Me reí sin ganas y dije:
-Dime.
Estos días habían sido tan duros que ya no me afectaban las palabras duras.
Doña Godines habló bajito:
-El señor me pidió que te dijera que, si te aburres tanto en casa, podrías buscar algún pasatiempo en vez de andar buscando trabajo por todos lados. También dijo... que trabajar no es para ti.
¡Me reí de la rabia!
¿Trabajar no es para mí?
¿Quién dice eso?
¡Justamente voy a trabajar para demostrarle lo contrario!
No creo que no pueda valerme por mí misma.
Aunque ya estaba muy desanimada por los rechazos, al escuchar esas palabras de Mateo,
sentí que mi fuerza volvió.
Doña Godines, al ver mi reacción, se asustó:
-Señorita, ¿estás... estás bien?
-Estoy bien, muy bien -respondí con una sonrisa falsa-. Prepara algo rico para comer.
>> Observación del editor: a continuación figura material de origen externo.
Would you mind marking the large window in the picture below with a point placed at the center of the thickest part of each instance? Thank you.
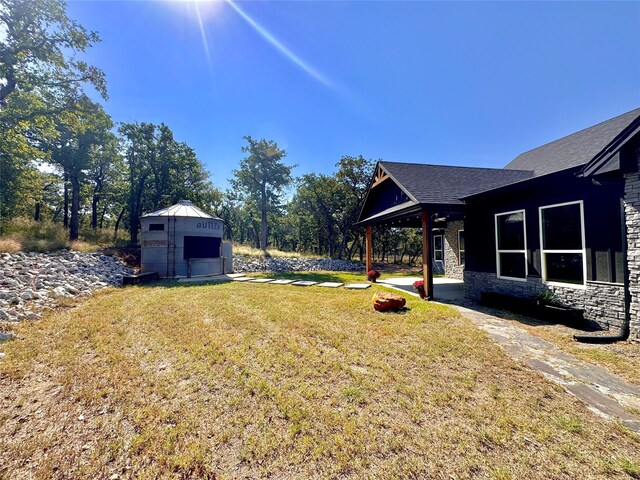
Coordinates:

Necesito llenarme bien para tener energía mañana y seguir buscando trabajo.
-¿Ah? -Doña Godines suspiró-. ¿Todavía vas a salir a buscar trabajo?
-Sí, claro. ¡Claro que sí!
Al día siguiente me levanté temprano. Mateo no había pasado la noche aquí en los últimos días, y yo me sentía bastante cómoda con eso.
Después de arreglarme, salí. Por la mañana fui al mercado y entregué algunos currículums.
Luego, por la tarde, fui a un cibercafé a enviar más.
Todo el día pasó, y mi celular no sonó. Ni una llamada para una entrevista, ni siquiera un mensaje. Parecía que los currículums que envié el día anterior tampoco los habían visto. Mе recosté en la silla del cibercafé, sintiéndome derrotada.